福岡県筑前町の三輪中学校2年の男子生徒(13)が、11日にいじめを苦に自殺したとみられる事件。教師がいじめに関与していたことも明らかになってきており、改めて、現在の我が国の教育問題の根の深さが明らかになったと言える。
報道によると、この教師は、この生徒をいじめた理由について「いじめやすかったから」と答えたそうだが、本当にこうなるともう教師とは一体何なのか、と思ってしまう。この教師は、「受け狙い」の授業をしていたことも報じられており、つまりは「生徒の視線」に立って物事を考え、「生徒の声」を聞いて授業をしていた、と言える。次元が違うと言われそうだが、私はやはり自分の身に置き換えて考えてしまう。
これまで何度も書いたが、上記の「生徒」「教師」の部分を「患者」「医師」に置き換えると、マスコミ(あるいは一部の病院関係者)の理想とする医師像の出来上がりである。この教師は恐らく「お客様」である生徒が気に入るように行動し(今回のいじめも、一部の生徒が、自殺した生徒をいじめることを望んでいたことに沿った行動ともいえる)、上司からもそうするように常日頃から言われ、それが認められてめでたく学年主任になったのではなかろうか。とすれば、やはり問題はこの教師個人だけではなく、学校と言う組織の問題でもあり、友達のような先生像をやたらと理想化してきたマスコミの問題でもあるのではないかと思う。
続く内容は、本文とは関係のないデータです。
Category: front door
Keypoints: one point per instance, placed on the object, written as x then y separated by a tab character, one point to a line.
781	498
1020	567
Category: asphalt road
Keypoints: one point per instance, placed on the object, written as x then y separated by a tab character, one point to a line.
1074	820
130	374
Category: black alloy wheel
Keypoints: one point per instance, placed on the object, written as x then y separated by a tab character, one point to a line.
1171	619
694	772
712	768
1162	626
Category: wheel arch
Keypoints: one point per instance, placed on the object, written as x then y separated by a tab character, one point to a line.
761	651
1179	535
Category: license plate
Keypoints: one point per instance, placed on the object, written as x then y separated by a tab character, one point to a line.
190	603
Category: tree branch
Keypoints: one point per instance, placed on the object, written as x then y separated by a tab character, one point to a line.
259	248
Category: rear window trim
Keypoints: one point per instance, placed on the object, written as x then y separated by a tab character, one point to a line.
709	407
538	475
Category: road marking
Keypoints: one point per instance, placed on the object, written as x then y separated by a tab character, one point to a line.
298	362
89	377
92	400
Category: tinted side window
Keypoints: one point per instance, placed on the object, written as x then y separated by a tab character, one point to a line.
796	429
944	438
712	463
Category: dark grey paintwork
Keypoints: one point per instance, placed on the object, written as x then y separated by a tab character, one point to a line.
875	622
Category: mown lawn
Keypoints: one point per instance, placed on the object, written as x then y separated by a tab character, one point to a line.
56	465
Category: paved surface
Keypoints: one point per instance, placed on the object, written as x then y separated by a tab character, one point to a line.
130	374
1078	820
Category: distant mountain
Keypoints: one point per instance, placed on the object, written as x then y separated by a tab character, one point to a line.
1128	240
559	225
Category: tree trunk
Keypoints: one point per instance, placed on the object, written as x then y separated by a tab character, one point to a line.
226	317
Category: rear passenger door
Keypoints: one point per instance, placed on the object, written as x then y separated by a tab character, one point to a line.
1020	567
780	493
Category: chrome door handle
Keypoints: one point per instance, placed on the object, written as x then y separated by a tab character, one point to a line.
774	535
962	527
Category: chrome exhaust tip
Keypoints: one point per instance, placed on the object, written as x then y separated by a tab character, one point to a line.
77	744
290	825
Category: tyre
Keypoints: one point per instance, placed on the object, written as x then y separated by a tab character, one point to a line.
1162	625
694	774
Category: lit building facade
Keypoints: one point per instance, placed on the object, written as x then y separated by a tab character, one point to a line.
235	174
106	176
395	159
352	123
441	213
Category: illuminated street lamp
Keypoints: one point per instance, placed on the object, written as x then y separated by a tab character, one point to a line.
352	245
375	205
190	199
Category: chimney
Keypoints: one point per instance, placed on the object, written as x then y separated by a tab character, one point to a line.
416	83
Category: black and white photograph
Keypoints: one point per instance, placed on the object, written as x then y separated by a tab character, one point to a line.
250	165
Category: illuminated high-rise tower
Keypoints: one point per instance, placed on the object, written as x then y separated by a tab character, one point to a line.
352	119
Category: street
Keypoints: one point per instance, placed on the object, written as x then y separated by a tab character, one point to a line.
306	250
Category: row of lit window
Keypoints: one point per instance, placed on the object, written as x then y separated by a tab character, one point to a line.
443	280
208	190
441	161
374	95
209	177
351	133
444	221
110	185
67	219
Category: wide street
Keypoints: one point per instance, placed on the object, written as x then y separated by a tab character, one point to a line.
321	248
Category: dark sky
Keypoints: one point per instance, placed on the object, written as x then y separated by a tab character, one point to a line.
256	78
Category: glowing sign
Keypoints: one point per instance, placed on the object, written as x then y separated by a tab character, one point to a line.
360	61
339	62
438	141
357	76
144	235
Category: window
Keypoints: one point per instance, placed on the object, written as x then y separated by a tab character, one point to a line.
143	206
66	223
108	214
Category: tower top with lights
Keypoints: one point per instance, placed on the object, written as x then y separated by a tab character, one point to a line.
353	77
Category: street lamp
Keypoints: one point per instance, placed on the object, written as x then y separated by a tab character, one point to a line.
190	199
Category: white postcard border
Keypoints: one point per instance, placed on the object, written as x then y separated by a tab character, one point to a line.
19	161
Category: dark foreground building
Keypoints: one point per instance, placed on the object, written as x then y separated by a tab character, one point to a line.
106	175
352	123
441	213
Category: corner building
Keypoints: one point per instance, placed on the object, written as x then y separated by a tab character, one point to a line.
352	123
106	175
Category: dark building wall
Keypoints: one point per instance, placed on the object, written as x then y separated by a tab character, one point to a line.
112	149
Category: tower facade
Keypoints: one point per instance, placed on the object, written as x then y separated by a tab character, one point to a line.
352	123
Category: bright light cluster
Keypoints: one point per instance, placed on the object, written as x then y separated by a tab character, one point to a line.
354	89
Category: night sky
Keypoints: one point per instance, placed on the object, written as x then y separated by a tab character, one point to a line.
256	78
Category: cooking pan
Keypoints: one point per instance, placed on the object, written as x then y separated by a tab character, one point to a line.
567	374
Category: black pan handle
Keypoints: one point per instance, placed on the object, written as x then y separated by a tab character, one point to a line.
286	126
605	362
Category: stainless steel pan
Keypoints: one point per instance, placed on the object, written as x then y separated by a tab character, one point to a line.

考えすぎだと笑われそうだが、私は本当に医師という職業そのものの行く末が、教師と同じ結末になることを憂慮している。医師が医療そのものよりも、患者やコメディカルやマスコミの受けばかりを気にするようになれば、当然医療の質は下がらざるを得ない。今は医師不足が取りざたされているのでその可能性は低いが、ある程度数が充足してくればそのうち、枝葉のことばかりを問題にし、「医療行為が出来るだけでは良い医師とはいえない」などとほざく病院経営者が出てこないとも限らないと思う。
更に、今回の自殺の件に関して言うと、家族がかなり学校相手に怒鳴り散らしている様子が報道された。教師がいじめに加担したことは許されないことで、それに対する抗議は尤もだと思うが、本人が自殺するかもしれないと言う兆候に気づかなかった責任は学校だけにあるのだろうか?家族もまた、「気づいてやれなかった」「相談相手になってやれなかった」という自責の念があってもよさそうだと思うのだが、インタビュー等を見る限り、そうした思いは伝わってこなかった。不注意が元の事故で病院に担ぎ込まれた子供が不幸にして亡くなり、その病院を訴えるケースを思い起こさずにはいられないのは私だけだろうか。
子供の躾や教育は全て学校任せ、病気も全て病院任せで、「家庭」「親」がその役割を放棄して学校や病院を糾弾する、と言うのはどう考えても異常だと思う。家庭・学校・病院が本来果たすべき役割は何なのか、そこをもう一度社会全体で見つめなおし、コンセンサスを得るようにしないと、他人のせいばかりにしていては、この日本は究極の「無責任社会」になってしまうと思う。